In 1930, this time without the collaboration of his brother, Vici created the villa Attolico near Porta Latina in Rome. With his colleague Louis Piccinato, he arranged the European parks and gardens display for the Universal Exhibition of 1942 (E42). During the same period he restored the Castle of Torre in Pietra near Rome. In 1938 he was entrusted with the design and construction of gardens around the archaeological site of Ostia Antica, under the supervision of Piccinato.
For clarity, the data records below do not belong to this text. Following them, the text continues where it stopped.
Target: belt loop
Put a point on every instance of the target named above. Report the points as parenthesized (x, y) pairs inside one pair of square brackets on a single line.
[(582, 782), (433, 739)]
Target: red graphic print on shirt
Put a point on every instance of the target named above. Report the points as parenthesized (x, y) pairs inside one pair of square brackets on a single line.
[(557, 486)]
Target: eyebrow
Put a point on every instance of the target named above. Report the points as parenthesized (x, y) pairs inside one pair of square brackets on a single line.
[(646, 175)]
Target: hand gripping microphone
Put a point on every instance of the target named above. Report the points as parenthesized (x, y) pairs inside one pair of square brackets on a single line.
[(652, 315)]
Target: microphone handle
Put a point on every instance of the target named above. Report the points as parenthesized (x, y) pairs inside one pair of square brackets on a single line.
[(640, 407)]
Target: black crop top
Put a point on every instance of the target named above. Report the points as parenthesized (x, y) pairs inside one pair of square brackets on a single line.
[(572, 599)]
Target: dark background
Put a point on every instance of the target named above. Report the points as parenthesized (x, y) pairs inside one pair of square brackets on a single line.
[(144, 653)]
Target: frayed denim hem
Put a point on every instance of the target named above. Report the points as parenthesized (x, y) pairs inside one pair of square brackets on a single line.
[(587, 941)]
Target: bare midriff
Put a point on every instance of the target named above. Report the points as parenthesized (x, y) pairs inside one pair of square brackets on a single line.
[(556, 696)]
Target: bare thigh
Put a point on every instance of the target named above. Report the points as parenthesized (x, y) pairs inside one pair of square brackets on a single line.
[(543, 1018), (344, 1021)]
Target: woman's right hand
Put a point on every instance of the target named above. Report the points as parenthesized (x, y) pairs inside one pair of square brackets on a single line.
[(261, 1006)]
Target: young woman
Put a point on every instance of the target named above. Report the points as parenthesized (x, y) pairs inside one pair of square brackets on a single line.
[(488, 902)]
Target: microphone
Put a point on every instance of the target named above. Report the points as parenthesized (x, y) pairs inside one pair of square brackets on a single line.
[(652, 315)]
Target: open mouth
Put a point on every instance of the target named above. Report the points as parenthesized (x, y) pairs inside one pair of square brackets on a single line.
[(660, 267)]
In 1939 Vici traveled to the United States, where he received an award from the city of New York for the design of the Italian Pavilion at the 1939 New York World's Fair. In 1955 he was asked to compose the master plan of the coast of Sabaudia in Lazio, central Italy, and in consequence designed and built numerous villas in the area between Sabaudia and San Felice Circeo. It was here that he developed a personal style ("Mediterranean architecture"), characterized by soft, whitewashed walls and fixtures painted in the colour now known as 'Busiris Green'. In later years he also worked on the arrangement of the excavations of Ostia Antica, the port of ancient Rome, and created several villas at Appia Antica, Anzio and Torre in Pietra. During his long career he tackled various disciplines of architectural practice. As a naval architect he created the interior of the turbine steamship Raphael for the Italian Navigation Company. As an urban architect he contributed to the redevelopment of Athens and Rome, where his distinctive buildings remain, many with windows still painted Busiris Green, in the Via Vigna Stelluti, Ponte Milvio and Parioli areas.

In the early sixties, Vici was commissioned by the Aga Khan Prince Karim Aga Khan IV, along with Luigi Vietti and Jacques Couelle, other leading architects of the time, to create Porto Cervo and the Costa Smeralda, or "Emerald Coast", in Sardinia. Vici designed the Church of Stella Maris in Porto Cervo, which remains one of his most distinctive designs. He also built the Hotel Romazzino and Hotel Lucia della Muntagna and the district of Sa Conca, along with numerous villas for Veruschka von Lehndorff and others.

=== Architectural style ===
Developing the 'Mediterranean' style of architecture he had already tested on the Pontine Marshes area, Vici adopted even softer, organic forms, almost always coated with whitewash, and repeating decorative elements such as chimneys, arches, triangular slits, Mediterranean terracotta tiles and ceramics. He often incorporated elements of the landscape into his interiors - for instance leaving handsome granite boulders where they lay and incorporating them into a living room as cushion-scattered sofas.

Further north along the eastern coast of Sardinia, at Porto Rafael opposite the archipelago of La Madalena, Vici designed the Piazzetta, a chapel, and numerous private villas, for instance for the Ward and Brandolini families, during the course of the 1960s. His work in Porto Cervo and Porto Rafael made a decisive contribution to the creation of the contemporary landscape of the north of Sardinia and has been celebrated in exhibitions and books.

==Death==
Michele Busiri Vici retired in 1977, and died in Rome, aged 86. His grandson, also named Michele Busiri Vici, practices architecture in New York City, where he is principal and founder of Space4Architecture (S4A).